Quant au pourquoi la Tunisie ? Je crois que le peuple tunisien, est parmi les peuples arabes, celui qui a accédé à une conscience très élaboré de la notion de justice, très construite intellectuellement, au sens moderne et civil du terme. C’est le fruit de l’instruction généralisée, de l’éducation civique bourguibienne, de l’accès à un bien être physique et matériel, même s’il est inégalement réparti. L’acquisition de cette notion de justice très élaborée, a fait comprendre à ce peuple, majoritairement, que la solution ne peut venir ni de la revendication religieuse, ni identitaire, mais de droits sociaux, économiques et politiques. L’attachement à l’islamité et à l’arabité ne s’est pas effacée, mais a pris une autre place, en tout cas pas celle du moyen pour obtenir l’égalité et la liberté. La Tunisie a donc une certaine avance sur ce plan par rapport à d’autres pays arabes qui sont sur la même voie, plus ou moins, selon les cas. Cette avance est notamment due à la situation des femmes dans ce pays, parce que quand la femme obtient des droits, l’homme acquiert un degré plus élevé de la conscience de l’égalité de tous les êtres humains, et de sa propre dignité. Voilà donc un peuple qui a acquis un haut degré de la conception de la justice et qui se retrouve face à un pouvoir très en retard par rapport à lui ; bien plus, un pouvoir dont l’arrogance l’a rendu si aveugle, qu’il étale sa jouissance délinquante, en se croyant tout permis. Il a été chassé comme on chasse des voyous : rappel de la loi morale et coup de balaie. Le ressort fondamental de la révolution tunisienne est éthique, si on n’a pas compris ça, on n’a rien compris.

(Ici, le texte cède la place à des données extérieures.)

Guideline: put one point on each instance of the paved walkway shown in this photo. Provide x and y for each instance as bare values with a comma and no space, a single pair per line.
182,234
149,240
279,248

Une des phrases qui a retenu mon attention dans votre livre c’est « La révolution a surgi d’un angle mort ». N’est-ce pas justement cela qui a fait sa fulgurance ?

C’est en fait la première phrase de ce texte, elle a déboulé de ma plume comme un jet d’encre. Elle correspond à cette expérience que tout les conducteurs de voiture connaissent, et qui est l’objet de leur hantise : le surgissement d’un véhicule depuis la zone inaccessible à leur champ de vision, parce que cette zone n’est pas couverte par les rétroviseurs, ni par les fenêtres du véhicule. Ce qui surgit survient donc du dehors, topiquement à l’extérieur des champs de vision possible. Or, cela correspond exactement à l’étymologie du mot « soudain » en français : ce qui vient sans être vu. C’est un fait que la révolution tunisienne a été totalement imprévue, certes le véhicule du pouvoir a cassé ses rétroviseurs et voilé ses fenêtres, il avait beaucoup de boue sur le pare-brise, il roulait vite en klaxonnant et en écrasant ce qu’il rencontre. Il faut tenir compte de la dimension suicidaire de la jouissance du pouvoir. D’autre part, la révolution a été un mouvement improbable : sans chef, sans parti, sans organisation centrale et visible, sans un système idéologique affiché, elle est spontanée, immédiate, disparate, traversante, bref elle est structurée comme un réseau du web. Elle a surgi du vide politique que le pouvoir a créé. Il n’a pas compris et ne pouvait pas comprendre que le vide est la chose la plus dangereuse.

Depuis le 14 janvier, le peuple tunisien a sombré dans une phase de revendications que le gouvernement transitoire et la classe politique en général ont du mal à satisfaire. En quoi cela est-il dû?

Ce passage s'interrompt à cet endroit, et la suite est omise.